7 Responses to “Independent 7204/Virgilius”

  1. IanN14 says:

    Thanks John.
    This one seems to be a companion piece to his (Brendan’s) recent American presidents one in the Guardian.
    Just one thing…
    I think the Rugby hero is more likely to be this Brown.

  2. IanN14 says:

    Sorry, that didn’t seem to work.
    I meant this one…

  3. mhl says:

    Thanks for the post, John. Great stuff yet again from Virgilus. Is there a published collection of Virgilus/Brendan’s crosswords?

    I also had to guess EUGENE ARAM from the crossing letters and fodder.

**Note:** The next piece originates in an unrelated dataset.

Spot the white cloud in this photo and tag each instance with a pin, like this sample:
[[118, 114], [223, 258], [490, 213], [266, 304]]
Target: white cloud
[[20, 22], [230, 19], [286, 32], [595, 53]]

I think I’d only previously heard of Bulwer-Lytton in the context of the Bulwer-Lytton Fiction Contest. (The “lyttony” of winners has some wonderful examples….)

  4. nmsindy says:

    Yes, another great themed one from Virgilius. Counting the PMs and finding I still had two to go helped me with the tricky SE corner. Re query in 3 above, I do not think there is such a collection. Re the pseudonyms quoted, I think copyright to those puzzles would be held by two different newspapers.

  5. NealH says:

    26 across did for me here. I put “look sharp”, which seems (and still seems) a perfectly reasonable answer. It’s actually more familiar to me than “look smart”. Thereafter, I had no chance of getting 17 down, although I should have spotted the PM theme from Major and the rest.

  6. Mike Laws says:

    I confidently put “look sharp” in, but since N_M_E_ couldn’t realistically be anything other than NUMBER, and nothing P_N made sense, the P had to be wrong. It was my fault as a solver, not Virgilius’s.

  7. ColinS says:

    Re 23D, I think it refers to Tom Brown’s Schooldays, set at Rugby School, hence the capital R.